Department of Justice
U.S. Attorney’s Office
Western District of Virginia
FOR IMMEDIATE RELEASE
Wednesday, March 24, 2021
ROANOKE, Va. – Jeffery Leedy, a former emergency medical services worker for Roanoke County Emergency Medical Services, pleaded guilty yesterday in U.S. District Court in Roanoke to tampering with vials of fentanyl and hydromorphone, Acting United States Attorney Daniel P. Bubar announced.
Leedy, 31, pleaded guilty to one count of tampering with a consumer product (fentanyl and hydromorphone) that affects interstate commerce with reckless disregard for the risk that another person will be placed in danger of death or bodily injury. At sentencing, Leedy faces a maximum possible sentence of up to ten years in prison and a fine of up to $250,000.
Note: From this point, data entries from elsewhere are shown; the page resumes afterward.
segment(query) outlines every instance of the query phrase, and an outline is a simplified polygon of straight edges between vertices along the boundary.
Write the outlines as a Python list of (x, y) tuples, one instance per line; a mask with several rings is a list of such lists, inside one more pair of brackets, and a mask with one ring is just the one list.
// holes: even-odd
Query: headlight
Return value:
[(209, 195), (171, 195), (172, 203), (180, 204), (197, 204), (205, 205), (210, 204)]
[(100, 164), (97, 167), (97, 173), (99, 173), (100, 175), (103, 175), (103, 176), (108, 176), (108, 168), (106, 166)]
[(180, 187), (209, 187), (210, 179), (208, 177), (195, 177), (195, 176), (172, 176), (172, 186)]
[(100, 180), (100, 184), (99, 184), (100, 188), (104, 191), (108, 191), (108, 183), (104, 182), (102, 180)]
“When Leedy tampered with fentanyl and hydromorphone, he put patients’ care at risk, violated the trust we place in our health care workers, and committed a serious crime,” said Acting U.S. Attorney Bubar today. “I applaud the good work carried out by FDA and the Virginia State Police to ensure the public receives unadulterated medication.”
According to court documents, from November 2018 to June 2019, Leedy tampered with at least 50 vials of fentanyl and hydromorphone while working at Centra Lynchburg General Hospital and as an Emergency Medical Services (EMS) worker for Roanoke County Emergency Medical Services.
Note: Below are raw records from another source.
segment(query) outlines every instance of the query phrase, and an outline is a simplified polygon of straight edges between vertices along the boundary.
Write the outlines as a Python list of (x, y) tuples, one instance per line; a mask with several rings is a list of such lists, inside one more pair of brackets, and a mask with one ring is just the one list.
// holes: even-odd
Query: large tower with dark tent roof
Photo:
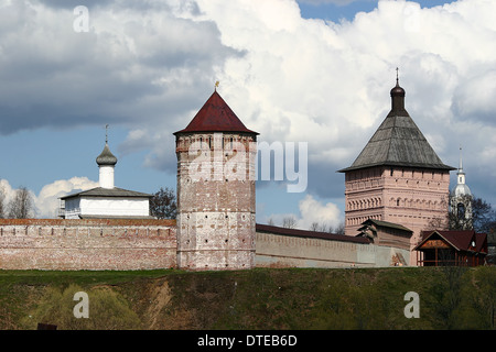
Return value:
[(255, 266), (257, 134), (217, 90), (190, 124), (174, 133), (180, 268)]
On May 16, 2019, a Roanoke City EMS ambulance crew member discovered a suspected tampered vial of fentanyl while on an EMS call. When he attempted to administer the vial to a patient, he noticed the cap was not secured and believed the vial has been tampered with. Further investigation revealed that Leedy had tampered with the vial by removing the fentanyl and replacing it with saline.
A supervisor with the Roanoke County EMS queried the access card database and determined that Leedy had been accessing the rescue squad building at night, while he was not working, to take the fentanyl. Further investigation revealed at least 50 vials of fentanyl and hydromorphone had been tampered with.
The investigation of the case was conducted by the Food and Drug Administration – Office of Criminal Investigations and Virginia State Police. Assistant United States Attorney Randy Ramseyer is prosecuting the case for the United States.